Kiwi quizzers off to battle of the brainiest
Seven clever Kiwi lads have quizzed their way to the brink of glory at the World Puzzle Championships.
This year’s 26th annual event attracts more than 150 people from 30 countries to Bangalore, India, from mid October in tandem with the 12th World Sudoku Championships – and for the first time it will feature a New Zealand team of Finbarr Nobel, 26, Matt Russell, 26, Simon O’Donnell, 25, Sam Shillson, 25, and Jordan Hamel, 25, from Wellington, and George Meale, 25, and Henry Taylor, 25, from Auckland.
The team met during their first year at the University of Otago in 2010, and have lived together onand-off ever since, moving from casual evenings at the city’s many pub quizzes to the brain-teasers they’ll now face at the WPC.

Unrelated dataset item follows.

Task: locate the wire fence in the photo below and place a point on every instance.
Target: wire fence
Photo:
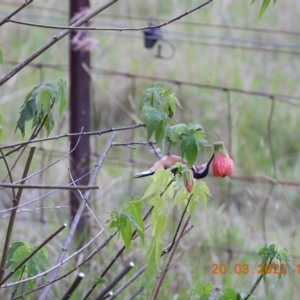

Hamel, the group’s capitan, admits it all started as a bit of fun, and they only decided to ‘‘get serious’’ after hearing about the world champs last year.
But in order to enter, the young professionals, five of whom are lawyers, had to create a new company because world champs competitors have to register through an official puzzle organisation in their country – and New Zealand didn’t have one.
So Aotearoa Puzzles Inc was born in December last year.
O’Donnell, the group’s Sudoku captain, says he practices five times a week and likes to keep things simple.
‘‘I normally start with the ones, then move on to the twos and work my way numerically up to nine – I don’t like to get out of order or my brain sort of gets a little tangled.
‘‘There is a lot of mysticism surrounding some of the more complex strategies of solving Sudokus, the Japanese have been doing it for hundreds of years and they have a few tricks up their sleeves that I just don’t know.’’
Fortunately for the guys, there is one Kiwi that is in the know.
James McGowan, based in Christchurch, is a top world puzzler, who’s been to six WPC’s and got silver in the 2015 individual logic competition in Bulgaria while competing for the UK.